Intention in lifting is deeply rooted in planning. It’s the idea that before I go and grab that barbell, I’ve already seen success because I’ve created an approach that nearly guarantees it. I’ve scripted this set in my head beforehand and I simply carry out the plan. That is intention. Your brain thrives on this. It can become obedient to it. Intention is the grand instruction and then technique, experience, and focus will accomplish the task.
The Wake Theory of Intention
Think of the wake a boat makes as it travels through the water. The energy produced off of the back of the boat creates that symmetrical set of waves that move away from each other until the energy the boat produced runs out. Now, take that same boat and move the wake in front of the boat, as if it has already passed through that space. That energy that the boat “is going to create” is already working and creating the wake before the boat gets there. The boat, then, quietly travels through a pre-established path through the water. This is intention.

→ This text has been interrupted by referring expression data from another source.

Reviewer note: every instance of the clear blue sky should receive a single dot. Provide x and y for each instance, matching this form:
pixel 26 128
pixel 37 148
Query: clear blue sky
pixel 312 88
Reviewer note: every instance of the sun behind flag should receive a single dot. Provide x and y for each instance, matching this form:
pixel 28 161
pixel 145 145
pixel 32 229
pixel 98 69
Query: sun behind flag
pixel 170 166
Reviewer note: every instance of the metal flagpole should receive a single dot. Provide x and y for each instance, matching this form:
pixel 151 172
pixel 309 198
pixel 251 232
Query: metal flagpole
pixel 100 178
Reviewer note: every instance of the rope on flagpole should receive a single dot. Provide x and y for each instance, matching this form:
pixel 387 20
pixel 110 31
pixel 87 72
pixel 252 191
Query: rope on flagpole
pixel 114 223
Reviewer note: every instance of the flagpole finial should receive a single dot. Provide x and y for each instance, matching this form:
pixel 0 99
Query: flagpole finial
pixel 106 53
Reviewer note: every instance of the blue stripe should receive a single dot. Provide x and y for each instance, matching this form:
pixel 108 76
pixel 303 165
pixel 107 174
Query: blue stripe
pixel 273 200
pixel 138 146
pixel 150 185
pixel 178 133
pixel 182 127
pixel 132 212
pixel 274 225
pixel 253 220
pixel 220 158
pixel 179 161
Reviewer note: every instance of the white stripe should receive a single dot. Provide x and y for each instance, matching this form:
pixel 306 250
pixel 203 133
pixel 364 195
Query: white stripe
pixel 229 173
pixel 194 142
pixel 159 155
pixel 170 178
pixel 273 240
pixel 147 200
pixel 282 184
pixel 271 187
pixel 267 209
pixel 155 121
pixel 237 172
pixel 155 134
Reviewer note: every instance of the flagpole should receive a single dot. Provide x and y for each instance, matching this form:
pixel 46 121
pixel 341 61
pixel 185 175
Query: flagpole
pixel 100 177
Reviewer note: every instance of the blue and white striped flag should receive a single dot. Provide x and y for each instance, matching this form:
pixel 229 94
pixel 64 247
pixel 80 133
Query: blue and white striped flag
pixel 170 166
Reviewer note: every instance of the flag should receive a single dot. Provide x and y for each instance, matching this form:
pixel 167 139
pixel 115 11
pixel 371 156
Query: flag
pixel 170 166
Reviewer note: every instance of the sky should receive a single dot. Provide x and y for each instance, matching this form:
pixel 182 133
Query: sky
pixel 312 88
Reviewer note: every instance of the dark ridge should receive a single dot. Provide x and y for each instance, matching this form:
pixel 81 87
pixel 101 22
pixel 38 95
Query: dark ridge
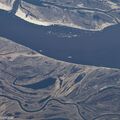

In significant lifting attempts, or even the most casual warm up attempts, your plan, your intention, creates the script for that set. Know and plan where your head is going to be in your set up, have a full understanding and commit to the effort the set is going to require, and dial up the appropriate intensity before you take your breath. This establishes the wake in front of your boat. If you see the set before it happens, if you set all of the variables at the appropriate amplitude and can clearly see the technique you will use, you push that energy in front of you. And then, the wake moving in front of the boat, that intention carries the attempt. It sounds magical because it is. And it works.
Help from Dr. Phil
I’ll give you an example from my weight room at Cal Poly. Because my athletes are football, baseball, volleyball players, and the like, they are not weightlifters, first and foremost. They lift weights to enhance what they do on the field. So compared to high-level Olympic lifters, they are novices. In many situations, the fear that they have about the exercise in general bleeds into their technique. When a clean gets heavy, for instance, that fear slows their elbows down, which puts them in a forward position in the catch, because the elbows haven’t made the full trip around. Nine times out of ten, they will dump the bar and miss the lift, adding to their fear.
My approach then changes from Coach Holder to Dr. Phil. “I know you are scared,” I’ll tell them. “The weight is heavy. And that is fine. But you have to make a decision, before you even bend down to approach the bar, that you are committing 100% to shooting your elbows through, as fast as you can. Make the decision before the rep is attempted that, hell or high water, the elbows will rip through to the finish as fast as possible.” And the next attempt, more often than not, is a successful one. Brought to you by intention.
Develop Intention to Perfect Your Practice
Focus on what you are doing. Know all the variables involved in each of your sets. Plan on your success from lift to lift. Intention is something that requires a degree of refinement, so don’t assume it comes naturally for everyone. Like any skill, it requires practice and fine-tuning. But, I promise you, if you spend a little time on developing your intention, your training will be taken to levels you have only dreamed of.